5.9. Transmission Electron Microscope (TEM) Ultra-Structural Observations

Fresh tissues were immersed in 2.5% glutaraldehyde fixative for 3 h. After dehydration, samples were placed in 100% dehydrating agent and an equal amount of embedding agent and double stained overnight in uranyl acetate and lead citrate at room temperature. Morphological changes in liver cells were observed and photographed using TEM (H-7500, Hitachi, Tokyo, Japan).

5.10. Western Blotting

Proteins were extracted from 0.1 g liver tissue, separated using sodium dodecyl sulfate-polyacrylamide, and transferred (300 mA for 60 min) to methanol-activated polyvinylidene fluoride membranes (Millipore, Bedford, MA, USA). The respective antibodies were applied overnight and washed three times TBST (Wuhan, Hubei, China) on the next day. A secondary antibody was applied for 1 h and washed three times in TBST for 3 times.
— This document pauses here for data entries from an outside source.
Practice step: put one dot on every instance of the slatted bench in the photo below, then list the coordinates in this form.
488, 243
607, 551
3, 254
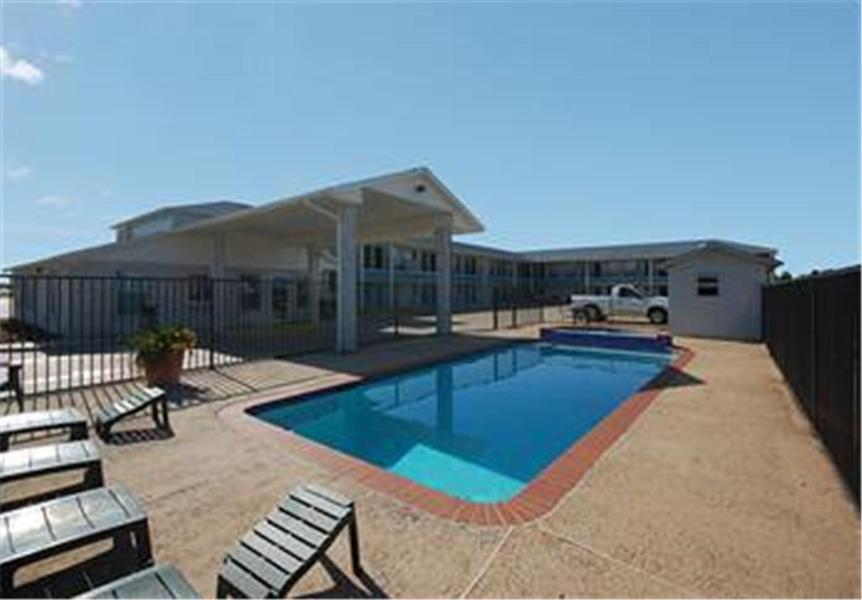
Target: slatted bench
159, 581
42, 420
135, 402
36, 461
282, 547
40, 531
ECL was used for protein imaging and development (Alpha Innotech, San Leandro, CA, USA).

5.11. Data Analysis and Processing

One-way ANOVA was performed in SPSS 27.0 software (Release 27.0; SPSS, Inc., Chicago, IL, USA) to compare significant differences between groups. Graph pad Prism 7.0 software (GraphPad, Inc., La Jolla, San Diego, CA, USA) was used to graph data. Where appropriate, * and ** represented significant differences (p < 0.05) and highly significant differences (p < 0.01) reported to the bank group. The mice pretreated with 4-PBA at 5 mg/kg CTN were compared with the CTN group, and # and ##, respectively, represented significant difference (p < 0.05) and extremely significant difference (p < 0.01).